Devin: Is it accurate?
Cognition said it has tested Devin on SWE-bench, a benchmarking platform that tasks agents to resolve real world issues found on open source projects on GitHub. According to the company, Devin correctly resolves 13.86 per cent of the issues end-to-end. For comparison, the GPT4 AI model, when tested on the platform, was able to resolve 1.74 per cent of the issues. The previous best score was held by Anthropic’s AI model called Claude 2 which resolved 4.80 per cent of the issues found.
In addition to this, the company said that the AI agent achieved this feat while it was not assisted in finding the relevant files in the repository.

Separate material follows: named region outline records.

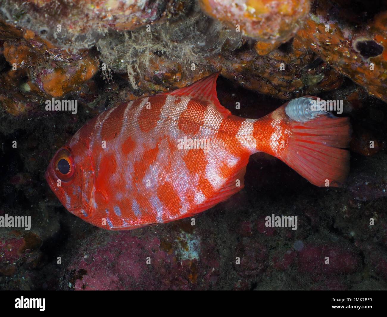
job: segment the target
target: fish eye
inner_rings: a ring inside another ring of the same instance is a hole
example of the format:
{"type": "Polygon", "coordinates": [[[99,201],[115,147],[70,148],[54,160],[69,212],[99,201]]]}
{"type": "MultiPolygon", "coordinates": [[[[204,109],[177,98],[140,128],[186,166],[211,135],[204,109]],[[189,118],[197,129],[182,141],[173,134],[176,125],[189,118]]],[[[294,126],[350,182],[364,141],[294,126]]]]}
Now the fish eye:
{"type": "Polygon", "coordinates": [[[69,147],[65,146],[59,150],[54,157],[52,164],[58,178],[65,182],[72,179],[75,171],[75,162],[69,147]]]}
{"type": "Polygon", "coordinates": [[[61,158],[58,162],[58,169],[61,173],[65,175],[70,171],[70,164],[67,160],[61,158]]]}

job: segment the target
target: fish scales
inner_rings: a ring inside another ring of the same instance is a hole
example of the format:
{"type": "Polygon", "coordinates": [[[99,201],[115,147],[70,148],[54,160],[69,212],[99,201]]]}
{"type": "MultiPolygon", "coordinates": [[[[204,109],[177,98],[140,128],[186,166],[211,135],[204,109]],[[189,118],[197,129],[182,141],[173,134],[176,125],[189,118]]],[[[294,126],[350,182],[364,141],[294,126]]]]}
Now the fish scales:
{"type": "MultiPolygon", "coordinates": [[[[301,166],[310,160],[307,155],[313,158],[320,155],[315,154],[319,147],[328,148],[311,132],[333,124],[337,131],[333,130],[331,138],[345,145],[349,133],[346,118],[324,116],[299,124],[287,116],[286,105],[259,119],[234,116],[217,100],[217,76],[122,104],[81,128],[57,152],[46,172],[63,205],[85,221],[112,230],[188,217],[243,188],[249,157],[260,151],[322,186],[324,175],[317,177],[301,166]],[[301,132],[293,132],[297,129],[301,132]],[[313,143],[315,149],[305,148],[313,143]],[[300,149],[305,155],[300,155],[300,149]],[[61,160],[66,162],[59,164],[61,160]],[[70,170],[63,174],[59,168],[66,162],[70,170]]],[[[328,149],[344,166],[346,150],[328,149]]],[[[334,183],[341,181],[345,168],[329,169],[325,177],[335,178],[334,183]]]]}

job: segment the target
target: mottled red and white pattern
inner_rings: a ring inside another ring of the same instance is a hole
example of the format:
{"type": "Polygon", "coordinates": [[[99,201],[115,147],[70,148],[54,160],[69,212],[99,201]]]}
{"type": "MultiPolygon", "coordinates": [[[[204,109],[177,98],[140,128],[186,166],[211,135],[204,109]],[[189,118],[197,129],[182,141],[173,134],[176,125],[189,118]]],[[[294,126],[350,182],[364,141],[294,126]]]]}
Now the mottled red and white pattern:
{"type": "Polygon", "coordinates": [[[81,128],[65,146],[66,159],[74,162],[71,179],[56,186],[61,179],[56,157],[46,174],[65,207],[110,229],[166,222],[241,189],[252,154],[281,158],[291,136],[283,109],[259,120],[231,115],[217,100],[217,75],[122,104],[81,128]],[[205,140],[209,147],[179,148],[185,138],[205,140]]]}

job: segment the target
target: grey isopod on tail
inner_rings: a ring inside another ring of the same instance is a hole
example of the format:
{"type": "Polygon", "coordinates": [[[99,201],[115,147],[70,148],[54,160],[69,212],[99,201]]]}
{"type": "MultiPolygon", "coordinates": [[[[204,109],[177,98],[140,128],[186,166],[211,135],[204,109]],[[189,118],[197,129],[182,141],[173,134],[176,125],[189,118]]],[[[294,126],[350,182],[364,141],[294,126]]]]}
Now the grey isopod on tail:
{"type": "Polygon", "coordinates": [[[326,110],[319,110],[319,106],[314,97],[300,97],[290,100],[285,108],[285,112],[292,120],[307,122],[329,113],[326,110]]]}

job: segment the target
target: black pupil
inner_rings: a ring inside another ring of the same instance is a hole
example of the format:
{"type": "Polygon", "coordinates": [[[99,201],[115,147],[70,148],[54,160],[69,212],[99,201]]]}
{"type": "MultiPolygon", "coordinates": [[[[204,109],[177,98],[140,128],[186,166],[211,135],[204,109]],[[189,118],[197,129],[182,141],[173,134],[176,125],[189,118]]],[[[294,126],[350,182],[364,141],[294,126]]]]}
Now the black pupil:
{"type": "Polygon", "coordinates": [[[70,165],[66,160],[62,158],[58,162],[58,169],[63,175],[66,175],[70,170],[70,165]]]}

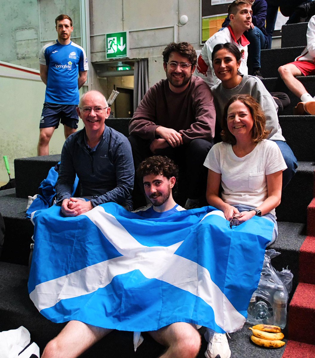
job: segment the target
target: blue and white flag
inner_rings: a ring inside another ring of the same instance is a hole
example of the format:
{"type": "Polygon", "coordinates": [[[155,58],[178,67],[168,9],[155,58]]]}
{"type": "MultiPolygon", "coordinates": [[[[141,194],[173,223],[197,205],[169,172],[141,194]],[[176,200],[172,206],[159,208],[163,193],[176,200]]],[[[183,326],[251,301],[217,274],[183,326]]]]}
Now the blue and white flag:
{"type": "Polygon", "coordinates": [[[54,322],[238,330],[273,224],[254,216],[231,229],[220,213],[206,207],[149,219],[113,203],[75,217],[56,205],[36,212],[30,298],[54,322]]]}

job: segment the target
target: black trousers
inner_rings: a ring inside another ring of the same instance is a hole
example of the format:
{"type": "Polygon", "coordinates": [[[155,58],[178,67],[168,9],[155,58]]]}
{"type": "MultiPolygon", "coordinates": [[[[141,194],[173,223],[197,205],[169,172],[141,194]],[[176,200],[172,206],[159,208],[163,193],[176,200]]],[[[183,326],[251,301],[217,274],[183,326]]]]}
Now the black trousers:
{"type": "MultiPolygon", "coordinates": [[[[213,145],[212,142],[205,139],[194,139],[190,143],[179,147],[168,147],[157,150],[155,154],[150,150],[151,141],[142,139],[137,135],[131,135],[129,138],[132,149],[135,169],[146,158],[153,155],[165,155],[172,159],[179,169],[178,195],[177,202],[185,204],[187,198],[199,199],[206,205],[205,193],[207,169],[204,166],[206,157],[213,145]]],[[[134,208],[145,205],[142,178],[135,178],[133,193],[134,208]]]]}

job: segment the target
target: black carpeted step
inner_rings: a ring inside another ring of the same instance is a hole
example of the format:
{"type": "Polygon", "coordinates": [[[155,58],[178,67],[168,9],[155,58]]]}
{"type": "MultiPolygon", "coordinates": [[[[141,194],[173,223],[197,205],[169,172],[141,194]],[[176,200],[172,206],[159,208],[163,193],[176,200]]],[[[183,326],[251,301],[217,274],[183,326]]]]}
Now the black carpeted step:
{"type": "Polygon", "coordinates": [[[131,118],[108,118],[106,126],[120,132],[127,138],[129,136],[129,122],[131,118]]]}
{"type": "MultiPolygon", "coordinates": [[[[301,76],[296,78],[300,81],[309,93],[312,96],[315,96],[315,76],[301,76]]],[[[297,104],[301,102],[298,98],[289,90],[282,79],[279,78],[265,78],[262,80],[265,87],[269,92],[284,92],[287,94],[291,103],[282,113],[284,116],[291,116],[293,114],[293,108],[297,104]]]]}
{"type": "Polygon", "coordinates": [[[281,29],[281,48],[306,46],[308,24],[300,23],[283,25],[281,29]]]}
{"type": "MultiPolygon", "coordinates": [[[[35,308],[27,292],[28,272],[25,266],[0,262],[0,331],[16,329],[23,325],[30,332],[32,339],[39,346],[41,353],[47,343],[62,329],[64,324],[53,323],[45,318],[35,308]]],[[[229,339],[233,358],[280,358],[285,347],[268,350],[254,345],[250,340],[249,325],[230,334],[229,339]]],[[[200,330],[204,332],[204,328],[200,330]]],[[[155,358],[164,350],[147,334],[144,340],[135,353],[133,333],[114,331],[101,339],[81,356],[86,358],[109,357],[121,358],[155,358]]],[[[285,340],[286,341],[286,340],[285,340]]],[[[197,356],[204,357],[207,343],[202,335],[202,346],[197,356]]]]}
{"type": "Polygon", "coordinates": [[[60,154],[14,159],[17,198],[38,194],[38,187],[52,166],[60,160],[60,154]]]}
{"type": "Polygon", "coordinates": [[[315,161],[315,141],[306,133],[315,133],[315,116],[280,116],[282,134],[298,160],[315,161]],[[298,130],[297,130],[298,129],[298,130]]]}
{"type": "MultiPolygon", "coordinates": [[[[276,214],[277,214],[276,209],[276,214]]],[[[300,249],[306,238],[306,225],[297,223],[278,221],[278,236],[268,248],[273,248],[281,255],[273,258],[272,266],[278,271],[287,268],[293,274],[292,289],[290,299],[299,283],[300,249]]]]}
{"type": "Polygon", "coordinates": [[[260,55],[260,72],[262,76],[266,78],[277,77],[279,67],[293,62],[301,54],[304,48],[302,46],[262,50],[260,55]]]}
{"type": "Polygon", "coordinates": [[[314,161],[299,161],[295,175],[282,190],[281,203],[276,208],[279,221],[306,222],[307,206],[313,197],[314,161]]]}
{"type": "Polygon", "coordinates": [[[5,226],[2,261],[28,264],[34,226],[25,218],[28,199],[15,197],[15,189],[0,191],[0,212],[5,226]]]}

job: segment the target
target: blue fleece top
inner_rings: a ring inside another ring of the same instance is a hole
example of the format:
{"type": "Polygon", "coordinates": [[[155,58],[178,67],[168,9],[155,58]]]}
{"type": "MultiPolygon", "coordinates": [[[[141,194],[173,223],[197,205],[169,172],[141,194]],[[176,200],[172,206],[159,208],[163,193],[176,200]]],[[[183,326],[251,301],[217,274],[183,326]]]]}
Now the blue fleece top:
{"type": "Polygon", "coordinates": [[[82,197],[92,197],[94,207],[109,202],[132,207],[134,169],[131,147],[121,133],[106,126],[96,149],[91,150],[83,128],[70,136],[61,152],[56,184],[58,201],[71,197],[77,175],[82,197]]]}

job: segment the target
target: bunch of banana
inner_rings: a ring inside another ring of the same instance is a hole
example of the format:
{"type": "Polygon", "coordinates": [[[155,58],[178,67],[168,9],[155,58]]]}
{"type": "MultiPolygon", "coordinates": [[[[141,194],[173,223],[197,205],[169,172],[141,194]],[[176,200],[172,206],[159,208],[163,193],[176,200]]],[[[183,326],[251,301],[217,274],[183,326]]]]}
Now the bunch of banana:
{"type": "Polygon", "coordinates": [[[250,339],[258,345],[267,348],[279,348],[285,344],[281,340],[284,338],[284,335],[281,333],[281,328],[277,326],[257,324],[248,329],[253,333],[250,339]]]}

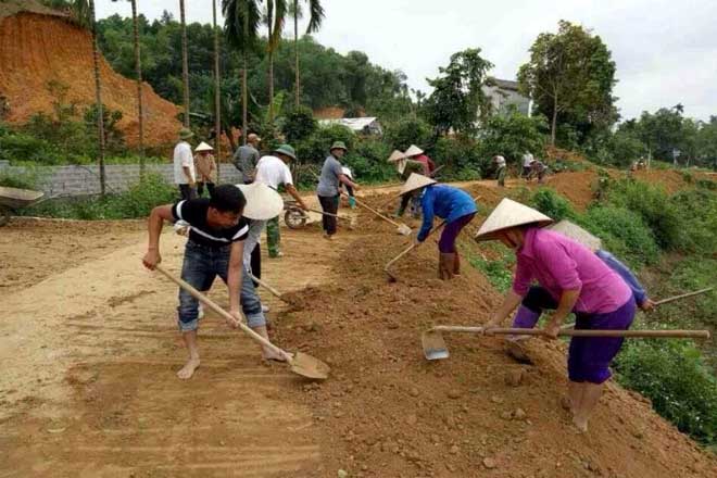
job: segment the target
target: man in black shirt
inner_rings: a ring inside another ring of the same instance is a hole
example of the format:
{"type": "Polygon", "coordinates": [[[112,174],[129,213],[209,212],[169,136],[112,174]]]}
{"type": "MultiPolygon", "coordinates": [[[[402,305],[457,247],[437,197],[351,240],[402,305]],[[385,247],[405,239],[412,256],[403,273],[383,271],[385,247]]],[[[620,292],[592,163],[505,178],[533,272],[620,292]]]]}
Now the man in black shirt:
{"type": "MultiPolygon", "coordinates": [[[[262,337],[268,338],[266,319],[262,304],[249,274],[242,265],[244,239],[249,222],[242,217],[247,200],[232,185],[217,186],[209,199],[190,199],[172,205],[160,205],[152,210],[149,218],[149,247],[142,263],[153,269],[162,261],[160,235],[164,221],[189,223],[189,240],[185,249],[181,278],[201,291],[206,291],[219,276],[229,289],[229,313],[234,320],[230,327],[238,327],[247,317],[247,325],[262,337]],[[240,311],[241,307],[241,311],[240,311]]],[[[177,373],[188,379],[199,367],[197,328],[199,326],[199,301],[184,289],[179,290],[179,329],[189,352],[187,364],[177,373]]],[[[282,360],[268,349],[263,350],[264,358],[282,360]]]]}

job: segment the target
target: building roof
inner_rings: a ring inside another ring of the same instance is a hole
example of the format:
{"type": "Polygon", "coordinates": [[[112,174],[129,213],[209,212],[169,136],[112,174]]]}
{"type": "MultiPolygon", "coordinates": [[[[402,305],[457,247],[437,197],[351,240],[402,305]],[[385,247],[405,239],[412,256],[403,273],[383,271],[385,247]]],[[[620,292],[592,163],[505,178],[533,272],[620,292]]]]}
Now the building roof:
{"type": "Polygon", "coordinates": [[[40,15],[52,15],[66,17],[67,15],[45,7],[37,0],[2,0],[0,1],[0,20],[18,13],[37,13],[40,15]]]}
{"type": "Polygon", "coordinates": [[[376,116],[366,117],[342,117],[338,120],[319,120],[320,125],[343,125],[353,131],[363,131],[366,126],[370,126],[376,116]]]}

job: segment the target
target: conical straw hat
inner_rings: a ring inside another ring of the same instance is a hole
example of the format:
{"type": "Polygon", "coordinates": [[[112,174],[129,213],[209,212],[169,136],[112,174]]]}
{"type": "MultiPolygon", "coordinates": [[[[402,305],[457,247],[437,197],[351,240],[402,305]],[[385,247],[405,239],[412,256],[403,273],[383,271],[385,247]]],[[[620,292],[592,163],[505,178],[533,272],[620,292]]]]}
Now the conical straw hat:
{"type": "Polygon", "coordinates": [[[251,185],[237,185],[244,198],[243,216],[255,221],[267,221],[276,217],[284,210],[284,200],[281,194],[276,192],[263,183],[252,183],[251,185]]]}
{"type": "Polygon", "coordinates": [[[399,151],[399,150],[393,150],[393,152],[392,152],[391,155],[389,156],[389,160],[388,160],[388,161],[389,161],[389,163],[395,163],[397,161],[401,161],[401,160],[405,159],[405,156],[406,156],[406,155],[403,154],[401,151],[399,151]]]}
{"type": "Polygon", "coordinates": [[[482,226],[480,226],[475,239],[477,241],[490,241],[495,239],[495,232],[510,229],[511,227],[525,226],[527,224],[546,226],[552,222],[553,219],[545,214],[505,198],[490,213],[490,216],[488,216],[482,226]]]}
{"type": "Polygon", "coordinates": [[[408,149],[403,152],[403,154],[405,154],[408,158],[415,156],[416,154],[423,154],[423,153],[424,153],[424,150],[418,148],[416,144],[411,144],[408,147],[408,149]]]}
{"type": "Polygon", "coordinates": [[[201,153],[202,151],[214,151],[214,148],[202,141],[197,148],[194,148],[194,151],[201,153]]]}
{"type": "Polygon", "coordinates": [[[436,183],[438,181],[426,177],[423,174],[411,173],[408,180],[405,183],[405,185],[403,185],[403,188],[401,188],[401,194],[415,191],[416,189],[420,189],[426,186],[435,185],[436,183]]]}
{"type": "Polygon", "coordinates": [[[578,226],[577,224],[573,224],[567,219],[563,219],[557,224],[553,224],[550,226],[550,230],[559,232],[563,236],[566,236],[574,241],[581,243],[592,252],[595,252],[603,247],[603,241],[599,237],[593,236],[582,227],[578,226]]]}

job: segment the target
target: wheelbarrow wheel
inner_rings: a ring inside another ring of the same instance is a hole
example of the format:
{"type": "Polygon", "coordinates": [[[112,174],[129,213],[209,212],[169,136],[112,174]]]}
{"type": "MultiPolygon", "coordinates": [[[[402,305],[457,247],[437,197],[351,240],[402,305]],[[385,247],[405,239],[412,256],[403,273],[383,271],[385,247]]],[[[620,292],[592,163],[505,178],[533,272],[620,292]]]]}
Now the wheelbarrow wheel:
{"type": "Polygon", "coordinates": [[[299,207],[289,207],[284,213],[284,222],[289,229],[301,229],[306,225],[306,214],[299,207]]]}
{"type": "Polygon", "coordinates": [[[10,209],[0,205],[0,227],[4,226],[10,222],[10,215],[11,215],[10,209]]]}

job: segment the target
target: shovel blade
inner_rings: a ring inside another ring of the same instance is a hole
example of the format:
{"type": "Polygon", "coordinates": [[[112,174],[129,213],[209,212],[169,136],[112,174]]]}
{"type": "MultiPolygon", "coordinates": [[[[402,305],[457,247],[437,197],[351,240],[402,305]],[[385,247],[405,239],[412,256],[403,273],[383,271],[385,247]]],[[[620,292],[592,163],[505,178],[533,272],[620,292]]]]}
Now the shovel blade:
{"type": "Polygon", "coordinates": [[[420,336],[420,343],[424,348],[426,360],[439,361],[450,356],[443,335],[438,330],[426,330],[420,336]]]}
{"type": "Polygon", "coordinates": [[[297,352],[291,360],[291,372],[314,380],[326,380],[331,367],[316,357],[303,352],[297,352]]]}

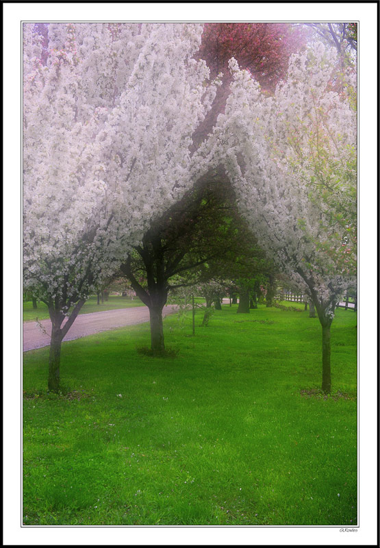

Devin: Is it really first of its kind?
Microsoft offers AI-powered developers tools, including the GitHub Copilot that essentially is a code completion tool. GitHub Copilot incorporates assistive features for programmers that lets them turn prompts into runnable codes. The AI assistant also auto completes chunks of code and can translate codes between multiple coding languages. However, it cannot complete codes end-to-end on its own without interference or assistance from humans, which Devin is capable of.
Devin: How-to avail its services
Devin is currently available as an early access to individuals who wish to use the AI agent for engineering work. Customers can raise a request to the company on their website to get early access to the AI powered coding agent.